Goslars Oberbürgermeisterin Urte Schwerdtner begrüßt das Projekt. „Die Lithium-Ionen-Batterien sind im alltäglichen nicht mehr Wegzudenken. Wir müssen aber einen Weg finden, um unsere Einsatzkräfte bestmöglich zu schützen und auszubilden“, so Schwerdtner. Für Oliver Moravec und Mathias Bunzel vom Niedersächsischen Landesamt für Brand- und Katastrophenschutz (NLBK) besteht ein großes Interesse an den zu erwartenden Erkenntnissen. Die interdisziplinäre Zusammenarbeit zwischen Wissenschaft und Feuerwehr wird sehr positiv betrachtet.

Fragenkatalog der Feuerwehr


Seitens der Brandschützer freuen sich Stadtbrandmeister Christian Hellmeier und der designierte Kreisbrandmeister und derzeitige Goslarer Ortsbrandmeister Udo Löprich darüber, dass nunmehr konkrete und fundierte Lösungsansätze für den zukünftigen Umgang havarierter Lithium-Ionen-Batterien erarbeitet werden können. Laut Löprich liegt ein großer Fragenkatalog vor: Wie ist mit E-Fahrzeugen in Tiefgaragen und Parkhäusern, in Garagen inmitten von Altstädten umzugehen? Wie können gesundheitliche Gefahren von Einsatzkräften, die Vermeidung von Trinkwasserverunreinigungen durch mögliche fehlende Löschwasserrückhaltung und die Kostenminimierung von verunreinigter Einsatzbekleidung bei Vermeidung ständiger Entsorgung begegnet werden? Wie kann die Bevölkerung im Umgang mit Lithium-Ionen-Batterien und deren Lagerung sensibilisiert und der vorbeugende Brandschutz bereits verbessert werden? Welche Schritte sind in der Ausbildung von Feuerwehrkräften zu berücksichtigen?

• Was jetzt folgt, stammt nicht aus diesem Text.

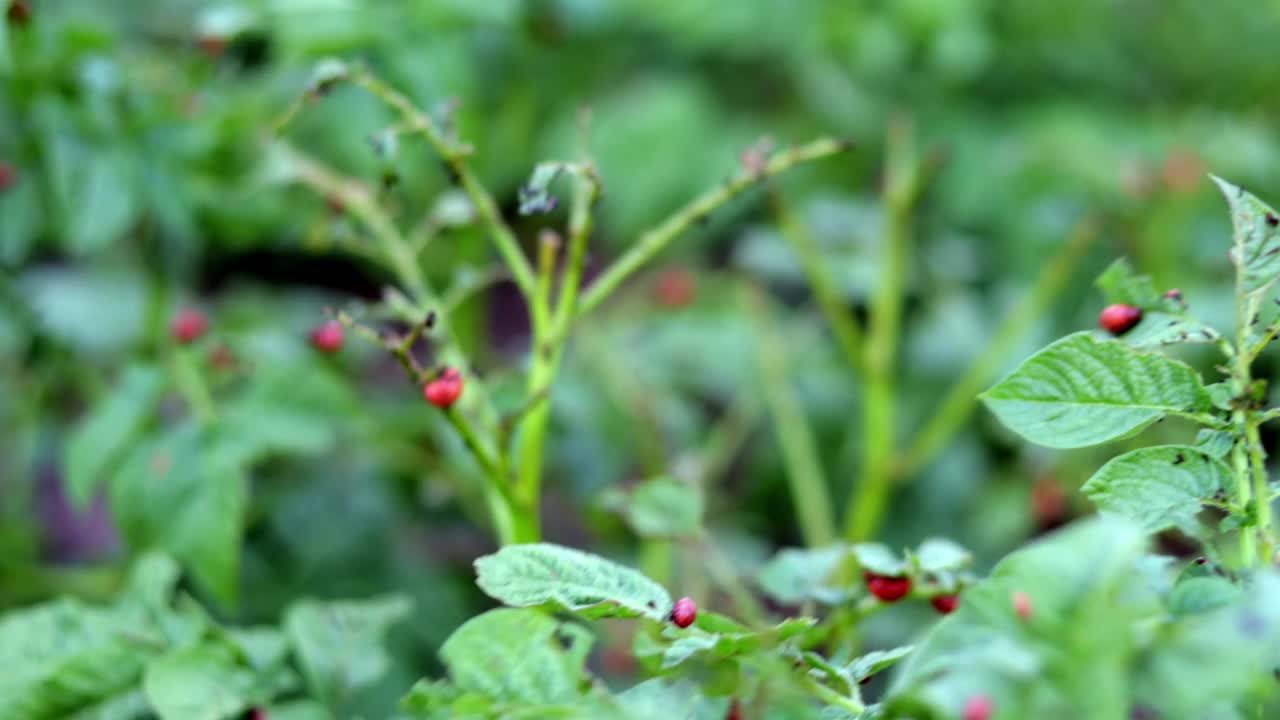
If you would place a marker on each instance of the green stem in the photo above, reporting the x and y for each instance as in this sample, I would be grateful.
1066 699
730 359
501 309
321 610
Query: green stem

Löprich stand im Jahr 2021 bei einem Kellerbrand in einem Mehrfamilienhaus als Einsatzleiter vor einer großen Herausforderung. Ausgangssituation des Brandes war ein technischer Defekt beim Ladevorgang eines Lithium-Ionen-Akkus für ein E-Bike. Dies veranlasste Löprich den verantwortlichen Projektleiter und selbst Feuerwehrmann Dr. Ralf Benger vom EST zu kontaktieren. Der Projektgedanke war geboren, die Finanzierung veranlasste die Beteiligten jedoch in Geduld. Nun sehen aber sowohl Benger und Löprich sich in Ihrer Sicht der Gefahrenabwehr gestärkt und bestätigt.